One obvious answer is the economy, stupid. We are at 3.8 percent unemployment, matching the lowest number in decades. And more than half in the Fox poll approve of Trump's handling of the economy.
But it goes deeper than that. Much of the public simply isn't breathlessly following all the scandal stuff and controversies and flap-of-the-day flareups the way the press corps is. Many voters shrug off his provocations and exaggerations because they think he is delivering for them on kitchen-table issues and like his economic warfare against China. Trump has also consolidated his Republican support to a remarkable degree; except for some contrarian lawmakers and conservative pundits, he is the GOP.
After more than 16 months in office, despite the media's hair-on-fire approach, the country is growing more accustomed to his reality-show style. Things that once would have been explosive—he dictated the denial involving the Trump Tower meeting after his aides denied it!—now barely last a news cycle. He has changed the game.

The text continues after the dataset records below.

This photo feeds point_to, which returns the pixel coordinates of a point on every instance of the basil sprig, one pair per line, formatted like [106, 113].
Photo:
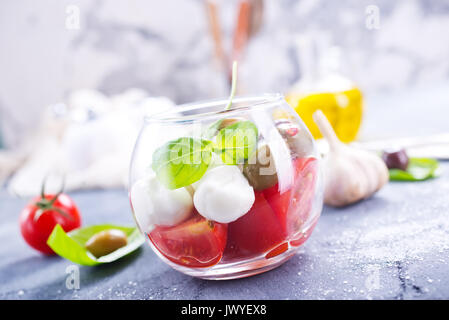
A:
[181, 162]
[418, 169]
[237, 142]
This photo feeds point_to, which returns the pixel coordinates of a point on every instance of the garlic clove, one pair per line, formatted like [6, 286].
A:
[223, 194]
[154, 204]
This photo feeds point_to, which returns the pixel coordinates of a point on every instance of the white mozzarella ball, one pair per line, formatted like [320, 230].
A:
[223, 194]
[154, 204]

As Rich Lowry puts it in Politico, "Trump seems a little less exotic…His zaniness isn't as strange or threatening as it seemed at the outset. Trump's tweets have gone from unprecedented use and abuse of the bully pulpit to something like the wallpaper of our national political debate."

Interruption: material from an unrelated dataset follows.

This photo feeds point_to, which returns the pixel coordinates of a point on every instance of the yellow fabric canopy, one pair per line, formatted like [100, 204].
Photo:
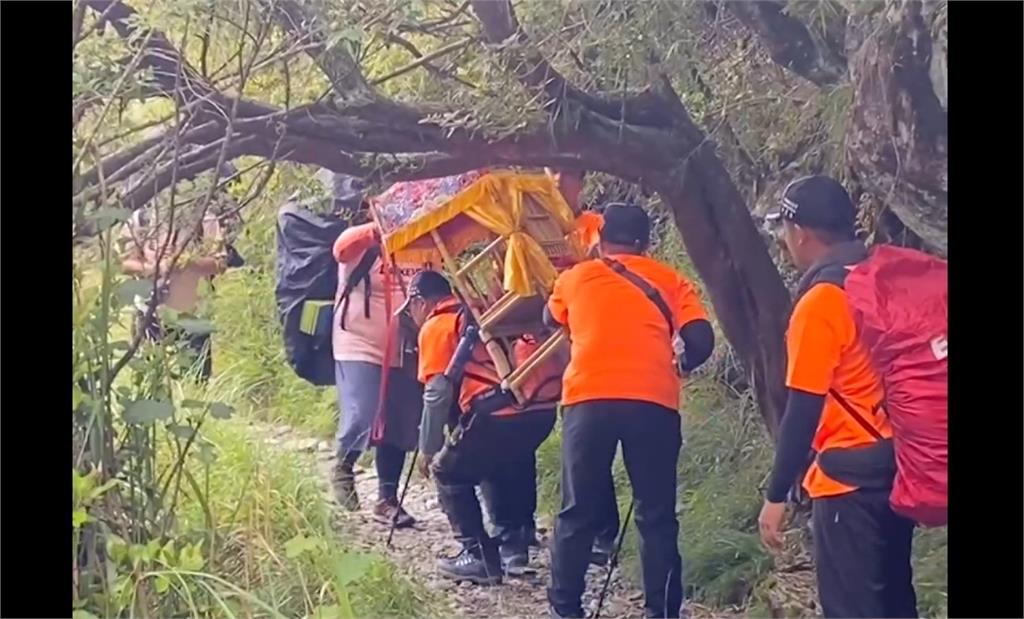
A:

Now the Journal/NBC poll does contain some warning signs. By a 25-point margin, voters say they're more likely to back congressional candidates who serve as a check on Trump. Fifty percent of those surveyed saying they want a Democratic-controlled Congress, with 40 percent wanting the GOP to remain in charge.
But I'm always wary of such national figures when these are ultimately local races, and only competitive in some districts. The pundits who once saw a blue tsunami coming are now not so sure that Trump will cost the Republicans the House.
And with the president heading this weekend to Singapore, liberal New York Times columnist Nick Kristof says this:
"Sadly, Democrats in Congress are responding in a quite Trumpian way: They seem more concerned with undermining him than supporting a peace process with North Korea ...
"Trump's newfound pragmatism is infinitely preferable to the threat of nuclear war that used to hang over all of us, so it's mystifying to see Democrats carping about any possible North Korea deal."
Kristof, who previously criticized "smug liberals" like himself for knee-jerk opposition to everything Trump does, has a point.
It's not that the president, who has been busy lowering expectations for the Kim meeting, is going to instantly strike a deal.
But he no longer appears the warmonger that critics say is recklessly taking the country to nuclear war.
None of this means that Trump's polls can't slide if he makes mistakes or the Russia probe takes a menacing turn. But there is a yawning gap between his actual support and the media's portrayal of an embattled and unpopular president.